Processo per Riccardo Bossi: false attestazioni per il Reddito di Cittadinanza
Riccardo Bossi, figlio del Senatur fondatore della Lega Nord Umberto Bossi, andrà a processo per l’accusa di false attestazioni per ottenere il Reddito di Cittadinanza. La decisione è stata presa dal Gup del Tribunale di Busto Arsizio (Varese) questa mattina, accogliendo la richiesta del pubblico ministero Nadia Calcaterra.
I legali di Bossi hanno invece ottenuto l’ammissione al rito abbreviato, che garantisce uno sconto di pena di un terzo in caso di condanna.
Secondo gli inquirenti, tra il 2020 e il 2023 Bossi ha incassato indebitamente il Reddito di Cittadinanza, avvalendosi della facoltà di non rispondere durante l’interrogatorio con il Pm.
Il Reddito di Cittadinanza e lo sfratto
Il Pm Calcaterra sostiene che Bossi abbia percepito 280 euro al mese per 43 mensilità, per un totale di 12.800 euro. L’erogazione del sussidio era legata al canone di locazione di un appartamento.
Tuttavia, al momento degli accertamenti, Bossi era già stato sfrattato da un anno dall’appartamento a causa di morosità, ovvero per non aver pagato l’affitto. Questo è il motivo per cui la Procura ha contestato l’ottenimento del Reddito di Cittadinanza.
Considerazioni sul caso
Il caso di Riccardo Bossi solleva diverse questioni sul sistema del Reddito di Cittadinanza e sulla sua efficacia nel garantire un sostegno effettivo a chi ne ha bisogno.

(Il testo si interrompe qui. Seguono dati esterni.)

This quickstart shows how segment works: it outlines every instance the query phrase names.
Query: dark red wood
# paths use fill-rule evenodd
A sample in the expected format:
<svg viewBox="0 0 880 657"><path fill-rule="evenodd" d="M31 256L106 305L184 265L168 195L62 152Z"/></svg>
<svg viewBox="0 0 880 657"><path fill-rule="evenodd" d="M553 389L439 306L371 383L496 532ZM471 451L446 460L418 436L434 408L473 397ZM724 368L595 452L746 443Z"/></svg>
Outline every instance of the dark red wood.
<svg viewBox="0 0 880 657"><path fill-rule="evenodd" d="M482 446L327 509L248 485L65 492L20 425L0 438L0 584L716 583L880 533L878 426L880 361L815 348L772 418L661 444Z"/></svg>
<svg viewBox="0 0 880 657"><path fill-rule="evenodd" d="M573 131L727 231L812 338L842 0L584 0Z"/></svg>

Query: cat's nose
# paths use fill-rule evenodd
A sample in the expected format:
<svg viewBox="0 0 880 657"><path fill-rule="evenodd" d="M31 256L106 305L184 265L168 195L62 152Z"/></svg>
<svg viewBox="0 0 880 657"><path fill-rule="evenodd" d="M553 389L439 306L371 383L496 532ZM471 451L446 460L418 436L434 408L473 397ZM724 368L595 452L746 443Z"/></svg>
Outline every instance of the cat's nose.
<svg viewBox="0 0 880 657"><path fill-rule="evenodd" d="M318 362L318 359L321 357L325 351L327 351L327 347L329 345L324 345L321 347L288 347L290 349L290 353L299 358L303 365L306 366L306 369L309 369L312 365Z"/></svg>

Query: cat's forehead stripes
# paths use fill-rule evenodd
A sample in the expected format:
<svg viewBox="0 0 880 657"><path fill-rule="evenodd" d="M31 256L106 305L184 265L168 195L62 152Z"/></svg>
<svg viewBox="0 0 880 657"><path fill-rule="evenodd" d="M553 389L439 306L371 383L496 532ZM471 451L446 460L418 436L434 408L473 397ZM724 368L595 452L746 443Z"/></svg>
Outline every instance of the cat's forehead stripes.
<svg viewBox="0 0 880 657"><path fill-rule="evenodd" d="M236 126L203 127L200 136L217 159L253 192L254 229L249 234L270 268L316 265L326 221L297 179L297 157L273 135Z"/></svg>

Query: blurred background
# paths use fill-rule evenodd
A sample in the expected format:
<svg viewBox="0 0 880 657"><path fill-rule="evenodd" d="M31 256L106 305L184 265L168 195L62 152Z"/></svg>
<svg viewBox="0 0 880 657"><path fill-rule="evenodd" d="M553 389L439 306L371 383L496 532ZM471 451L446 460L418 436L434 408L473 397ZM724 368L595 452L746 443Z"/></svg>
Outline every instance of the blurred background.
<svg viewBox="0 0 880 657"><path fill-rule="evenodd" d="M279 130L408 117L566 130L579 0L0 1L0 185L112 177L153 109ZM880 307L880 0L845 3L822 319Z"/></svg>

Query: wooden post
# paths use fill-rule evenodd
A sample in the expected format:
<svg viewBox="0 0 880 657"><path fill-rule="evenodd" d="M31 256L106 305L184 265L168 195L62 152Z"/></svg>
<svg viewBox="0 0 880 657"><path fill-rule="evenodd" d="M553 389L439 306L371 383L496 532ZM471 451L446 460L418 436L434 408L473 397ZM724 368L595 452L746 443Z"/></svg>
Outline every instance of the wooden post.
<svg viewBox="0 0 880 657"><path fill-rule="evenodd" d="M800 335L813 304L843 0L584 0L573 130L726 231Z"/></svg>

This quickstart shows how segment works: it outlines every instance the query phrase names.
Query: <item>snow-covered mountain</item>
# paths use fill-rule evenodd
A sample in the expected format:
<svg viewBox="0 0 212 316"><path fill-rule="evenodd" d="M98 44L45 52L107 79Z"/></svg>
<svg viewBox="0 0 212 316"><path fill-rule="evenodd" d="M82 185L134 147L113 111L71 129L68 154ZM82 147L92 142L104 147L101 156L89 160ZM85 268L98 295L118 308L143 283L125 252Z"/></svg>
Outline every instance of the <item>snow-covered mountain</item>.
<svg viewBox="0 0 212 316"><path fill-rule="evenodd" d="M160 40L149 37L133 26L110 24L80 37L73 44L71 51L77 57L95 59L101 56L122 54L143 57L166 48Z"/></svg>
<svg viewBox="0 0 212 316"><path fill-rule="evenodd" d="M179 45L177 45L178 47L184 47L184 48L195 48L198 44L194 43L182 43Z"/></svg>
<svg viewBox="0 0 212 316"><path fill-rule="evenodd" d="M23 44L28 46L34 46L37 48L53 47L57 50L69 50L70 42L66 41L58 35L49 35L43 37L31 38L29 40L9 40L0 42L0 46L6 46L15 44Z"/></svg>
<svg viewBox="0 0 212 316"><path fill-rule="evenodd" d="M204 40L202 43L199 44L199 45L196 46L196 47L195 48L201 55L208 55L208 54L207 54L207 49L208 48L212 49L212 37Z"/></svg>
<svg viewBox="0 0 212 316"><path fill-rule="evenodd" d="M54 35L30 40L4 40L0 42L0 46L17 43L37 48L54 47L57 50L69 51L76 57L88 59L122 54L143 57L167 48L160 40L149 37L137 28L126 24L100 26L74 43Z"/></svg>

L’accusa di false attestazioni pone l’accento sull’importanza di controlli rigorosi per evitare abusi e garantire che il sussidio sia erogato solo a coloro che ne hanno diritto. È fondamentale garantire la trasparenza e l’equità nell’erogazione di questo tipo di aiuti sociali, evitando che siano utilizzati impropriamente. Questo caso rappresenta un monito per la necessità di un sistema di controllo più efficiente e di una maggiore attenzione alla verifica dei requisiti per l’accesso al Reddito di Cittadinanza.